Pucotenlimab in high microsatellite instability/mismatch repair-defificient (MSI-H/ dMMR) solid tumors: Results update from a multicenter, phase II, open-label study

• Published in: Journal of clinical oncology Vol. 43; no. 16_suppl; p. e14589
• Main Authors: Zhang, Bo, Luo, Suxia, Yin, Xianli, Li, Enxiao, Wang, Hui, He, Yifu, Liu, Zhihui, Fan, Qingxia, Liang, Xinjun, Shu, Yongqian, Liu, Yunpeng, Xu, Nong, Zhang, Shu, Zhuang, Zhixiang, Zhang, Jingdong, Kou, Xiaoge, Wang, Fen, Zhu, Xiaodong, Huang, Jing
• Format: Journal Article
• Language: English
• Published: American Society of Clinical Oncology 01.06.2025
• ISSN: 0732-183X; 1527-7755
• DOI: 10.1200/JCO.2025.43.16_suppl.e14589

e14589Background: Pucotenlimab, an anti-PD-1 antibody, demonstrated robust antitumor activity in patients (pts) with MSI-H/dMMR, based on findings from the phase II study1. Here, we present the long-term survival results and updated safety profile. Methods: Eligible pts were aged ≥18 years with histologically/cytologically confirmed advanced MSI-H/dMMR solid tumors, who had failed at least 1 line of standard systemic therapy. MSI-H/ dMMR status was assessed in a central lab. Pts received pucotenlimab 200 mg Q3W until disease progression, unacceptable toxicity, or patient withdrawal. The primary endpoint was the Independent Review Committee (IRC) evaluated ORR per RECIST1.1, the secondary endpoints included DoR, PFS, OS, and safety. The tumor response data was collected until 36 months for each subject. Results: 100 pts were enrolled from Oct 2018 to Dec 2020, the most common cancer types were colorectal cancer (CRC, N=71GC, N=10; EC, N=7; Other, N=12). By the cut-off date (Sep 19, 2024), median follow-up period was 43.8m (range: 0.3, 61.7). The updated ORR by IRC was 50.0% (95%CI: 39.8, 60.2, CR=12%). The mPFS was 33.8m (95%CI: 7.1, NR), while the 36-m rates were 49.7% (95%CI: 39.2, 59.3). The mDoR was not reached, 36-m DoR rate was 81.1% (95%CI: 66.7, 89.7).
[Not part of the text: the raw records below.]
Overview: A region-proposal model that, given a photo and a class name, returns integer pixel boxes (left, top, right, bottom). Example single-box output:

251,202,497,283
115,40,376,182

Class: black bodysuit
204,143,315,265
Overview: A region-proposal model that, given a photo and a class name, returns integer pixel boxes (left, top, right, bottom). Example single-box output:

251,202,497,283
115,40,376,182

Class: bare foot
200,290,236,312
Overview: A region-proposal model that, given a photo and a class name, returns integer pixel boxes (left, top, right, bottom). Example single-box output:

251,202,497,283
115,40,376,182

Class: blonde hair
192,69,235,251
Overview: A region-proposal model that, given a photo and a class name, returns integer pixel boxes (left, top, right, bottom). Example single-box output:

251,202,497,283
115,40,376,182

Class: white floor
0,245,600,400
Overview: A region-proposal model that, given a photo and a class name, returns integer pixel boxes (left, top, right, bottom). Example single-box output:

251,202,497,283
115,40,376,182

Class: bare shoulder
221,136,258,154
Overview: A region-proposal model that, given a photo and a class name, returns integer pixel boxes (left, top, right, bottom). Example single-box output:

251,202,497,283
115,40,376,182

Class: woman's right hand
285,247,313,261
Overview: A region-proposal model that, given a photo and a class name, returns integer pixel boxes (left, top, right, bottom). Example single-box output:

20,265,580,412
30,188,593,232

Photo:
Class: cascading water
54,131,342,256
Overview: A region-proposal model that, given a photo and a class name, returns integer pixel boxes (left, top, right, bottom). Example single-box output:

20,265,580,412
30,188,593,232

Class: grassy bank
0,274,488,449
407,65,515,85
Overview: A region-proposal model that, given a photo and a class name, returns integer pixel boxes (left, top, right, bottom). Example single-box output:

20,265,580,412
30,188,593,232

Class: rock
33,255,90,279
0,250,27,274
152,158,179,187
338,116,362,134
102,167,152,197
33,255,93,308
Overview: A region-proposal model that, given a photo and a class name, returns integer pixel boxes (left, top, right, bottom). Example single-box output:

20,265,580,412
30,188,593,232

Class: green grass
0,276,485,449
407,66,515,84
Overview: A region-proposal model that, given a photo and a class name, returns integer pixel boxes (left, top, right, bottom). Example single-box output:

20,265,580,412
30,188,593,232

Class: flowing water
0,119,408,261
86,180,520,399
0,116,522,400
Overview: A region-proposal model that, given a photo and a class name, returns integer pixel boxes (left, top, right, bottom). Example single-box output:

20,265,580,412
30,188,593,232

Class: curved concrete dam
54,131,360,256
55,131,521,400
The mOS was 55.9 m (95%CI: 55.9, NR), with the 60-m OS rate 46.3% (95%CI: 19.1, 69.9). Pts in the CRC cohort had optimizing clinical benefits, with an ORR by IRC of 57.7% (95%CI: 46.8, 70.7), a 36-m PFS rate of 52.5% (95%CI: 39.9, 63.7), and a longer mOS was 55.9 m (95%CI: 55.9, NR). The 60-m OS rate was 44.3% (95%CI: 10.7, 74.3). The common treatment-related adverse events (TRAEs) of any grade included AST increased (28.0%), ALT increased (26.0%), and anemia (24.0%). TRAEs ≥ Grade 3 were reported in 24 pts (24.0%). No new safety signals were identified in this analysis, and patients had good tolerance to long-term treatment. Conclusions: Pucotenlimab as ≥2L therapy for advanced MSI-H/dMMR solid tumors demonstrates durable OS and PFS benefit. The updated, long-term follow-up data confirmed durable clinical benefit of pucotenlimab in this patient population, especially for CRC pts. References:1. Zhang B, et al. Cell Rep Med. 2023;4(12):101301. Clinical trial information: NCT03704246.